What is the difference between this and storing a random 64-bit number for each chain, as rainbowcrack does?
Simply that a start-point in a rainbowcrack table must be stored as the randomly generated 64-bit number. A start-point using a random-number generator needs only the single input number (the "seed") and the chain number. So when referring to the third chain in the example above, if you wanted to know the start point of "1089324083486", you would only need to know the "seed" number, and that it was the third 64-bit number generated. That's the number "18092398", and the number "3".
To know the start-point for the fourth chain you only need to know the "seed" ("18092398"), and the number "4".

If you have 2^64 chains (1,844,674,407,370,955,616) then it wouldn't make any difference, but that would be 4194304 terrabytes, far larger than any Rainbow Table ever generated. For a more realistic rainbow table with, say, 2^28 (268,435,456) chains you would only need a 28-bit number instead of storing a 64-bit number, as rainbowcrack currently does.
That's an improvement from (64-bit+64-bit) per chain to (28-bit+64-bit) per chain, plus a single 64-bit "seed" number per table. When you're talking about millions of chains that's a very significant reduction of data for the same hash-breaking ability.

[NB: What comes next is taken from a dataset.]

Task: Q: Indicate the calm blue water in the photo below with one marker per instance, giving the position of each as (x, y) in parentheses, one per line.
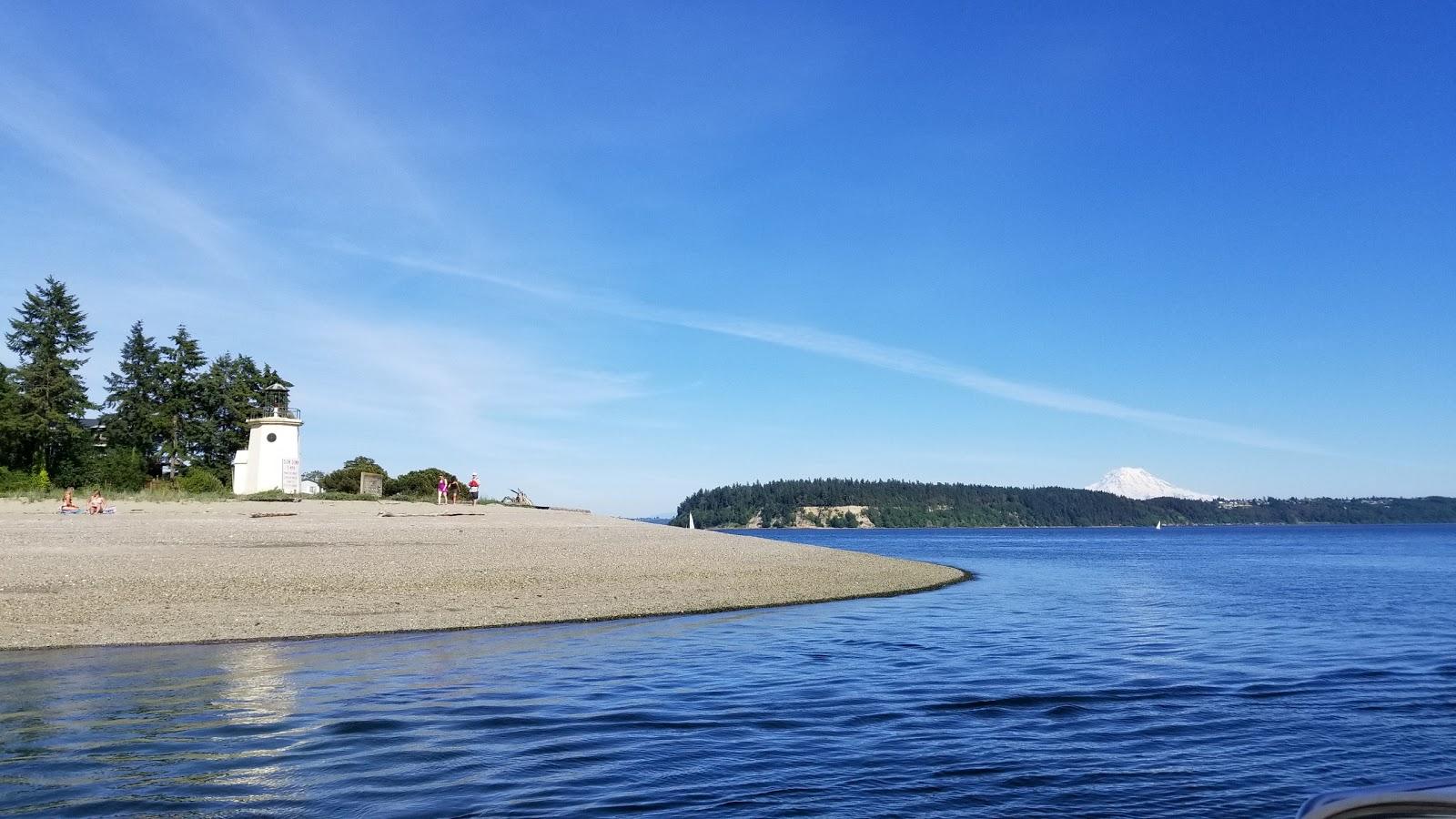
(1088, 672)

In this example a rainbowcrack table would be 2^28 * ( 64-bit random start number + 64-bit chain-end number) (4096 MB).
Using a pseudo-random number generator the table would be 2^28 * ( 28-bit non-random start number + 64-bit chain-end number) + 64-bit "seed" number (3264 MB)

When you scale that difference up to the huge sizes rainbowcrack tables can reach the savings become massive, and you end up with whole hard-disk arrays of randomly-generated chain-start number data that is pure waste, not to mention the bandwidth used moving the data around.
A huge waste considering the trivial code changes.